Euro NCAP has rated the assisted driving technology offered by the Nissan Qashqai and Volkswagen ID.5 as “very good” in a series of tests that also put the Polestar 2 and Jaguar I-Pace through their paces.
The latest round of Euro NCAP results feature assessment of ‘Level 2’ assisted driving systems with the aim of highlighting those which offer a good balance of performance across three key areas.
The level of assistance on offer, the feedback given to ensure the driver remains engaged and aware of their responsibilities and safety mechanisms function in the event of an emergency were all under scrutiny.
And while the Qashqai and ID.5 gained impressive ratings, the Polestar 2 was deemed “good” as a result of limitation to its systems as the Jaguar I-Pace achieved an “entry” level score due to its lack of more advanced features.
Matthew Avery, chief research strategy officer, Thatcham Research said that Nissan’s Qashqai SUV had continued its “exceptional performance” in earlier Euro NCAP safety tests with its results.
The Qashqai scored 74% for assistance competence and 93% for safety back-up, with its ProPilot system providing a good and balanced level of driver engagement and driving assistance and underpinning a ‘very good’ overall rating.
Euro NCAP said that the system demonstrated its ability to adapt to speed limit changes and road features that require a change of speed while its Autonomous Emergency Braking (AEB) system provided “an excellent level of emergency support”.
Avery said: “Nissan has proven that it is possible to deliver a high performing, well-balanced assisted driving experience at the more affordable end of the market, proving that as technology develops it becomes more accessible and ultimately ubiquitous.”

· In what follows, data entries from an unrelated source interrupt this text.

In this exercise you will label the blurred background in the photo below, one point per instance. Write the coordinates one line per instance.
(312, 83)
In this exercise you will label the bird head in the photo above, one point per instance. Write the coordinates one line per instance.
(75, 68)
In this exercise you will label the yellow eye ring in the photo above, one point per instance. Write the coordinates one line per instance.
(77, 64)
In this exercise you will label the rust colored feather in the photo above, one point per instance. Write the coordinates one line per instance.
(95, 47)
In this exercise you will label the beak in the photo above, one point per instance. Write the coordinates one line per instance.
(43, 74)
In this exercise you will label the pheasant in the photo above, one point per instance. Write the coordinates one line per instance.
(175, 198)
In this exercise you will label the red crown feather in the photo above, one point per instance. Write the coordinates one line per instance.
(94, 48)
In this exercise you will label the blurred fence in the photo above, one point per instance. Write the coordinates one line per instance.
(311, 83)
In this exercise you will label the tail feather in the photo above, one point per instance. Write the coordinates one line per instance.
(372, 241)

Volkswagen’s zero-emissions ID.5 EV SUV had its Travel Assist system rated ‘very good’, scoring 76% for assistance competence and 85% for safety back-up, in the tests.
It scored full marks in assisting the driver in guiding the vehicle through motorway curves and for its steering interactivity when altering lane position and performed very well in all areas, especially in terms of speed adaptation when approaching roundabouts, junctions, and corners.

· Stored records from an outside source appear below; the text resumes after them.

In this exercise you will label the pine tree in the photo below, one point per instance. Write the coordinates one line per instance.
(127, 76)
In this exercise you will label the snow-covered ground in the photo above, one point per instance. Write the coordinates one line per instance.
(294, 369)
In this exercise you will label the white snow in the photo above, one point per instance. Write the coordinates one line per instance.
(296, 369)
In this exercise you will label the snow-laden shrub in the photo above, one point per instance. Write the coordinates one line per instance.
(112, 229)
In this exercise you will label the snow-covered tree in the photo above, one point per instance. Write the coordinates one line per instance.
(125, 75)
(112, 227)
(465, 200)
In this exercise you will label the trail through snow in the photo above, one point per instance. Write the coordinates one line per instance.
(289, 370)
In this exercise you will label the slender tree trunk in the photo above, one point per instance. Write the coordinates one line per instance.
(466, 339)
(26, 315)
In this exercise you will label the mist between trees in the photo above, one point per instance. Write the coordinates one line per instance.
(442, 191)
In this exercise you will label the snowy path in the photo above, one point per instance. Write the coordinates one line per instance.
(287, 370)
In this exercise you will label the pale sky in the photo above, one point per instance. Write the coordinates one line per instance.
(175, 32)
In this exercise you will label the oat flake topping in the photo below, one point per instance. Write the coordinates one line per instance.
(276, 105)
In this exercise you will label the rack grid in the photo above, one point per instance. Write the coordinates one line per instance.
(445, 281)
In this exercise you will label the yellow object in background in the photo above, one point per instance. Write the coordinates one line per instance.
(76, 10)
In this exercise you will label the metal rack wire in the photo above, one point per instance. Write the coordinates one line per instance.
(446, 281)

Elsewhere in the tests the Polestar 2’s Pilot Assist received a ‘good’ rating, in part due to improvements made via an Over-the-Air (OTA) update since the vehicle was rated in 2021.

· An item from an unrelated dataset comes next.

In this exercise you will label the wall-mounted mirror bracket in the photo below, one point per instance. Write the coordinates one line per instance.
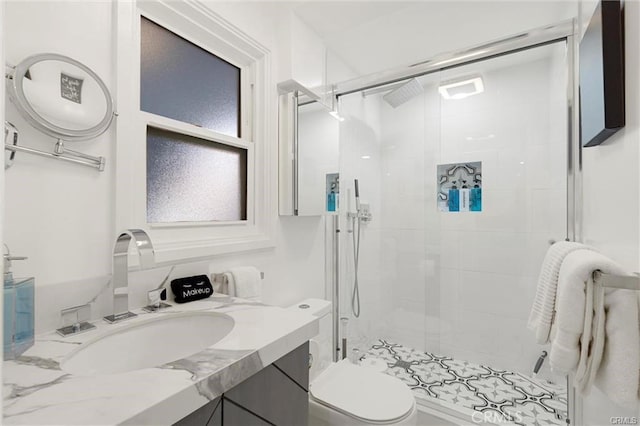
(59, 152)
(62, 98)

OTA updates ensure that the consumer is always driving the safest version of the manufacturer’s car, Euro NCAP noted.
Assessments also revealed that the Polestar 2 successfully balances driver steering input with lane guidance to promote co-operative driving and mitigate against driver over-reliance.
However, the system was deemed “limited in other areas” such as not being able to adapt speed for road features and its AEB system not responding as effectively to stationary cars.
Jaguar’s I-Pace achieved an ‘entry’ level score.
Euro NCAP said that its ‘Level 2’ systems lack more advanced features.
The EV SUV was the only vehicle to feature in this round of testing that does not cease driving while the assisted driving mode is engaged if the driver becomes unresponsive.
“Instead, the vehicle simply withdraws steering support but maintains the Adaptive Cruise Control function, as opposed to guiding the vehicle to a controlled stop”, Euro NCAP noted.
Avery said: “Some of the vehicles have performed very well in this latest round of testing, and it’s especially positive to add two new ‘very good’ cars to the previous ratings.
“We would strongly encourage drivers to use this technology, it is more than just a feature count, it protects drivers and other road users alike with numerous safety benefits, with the best systems automatically adapting to speed limits and traffic, keeping drivers in lane, and protecting your blind spots.”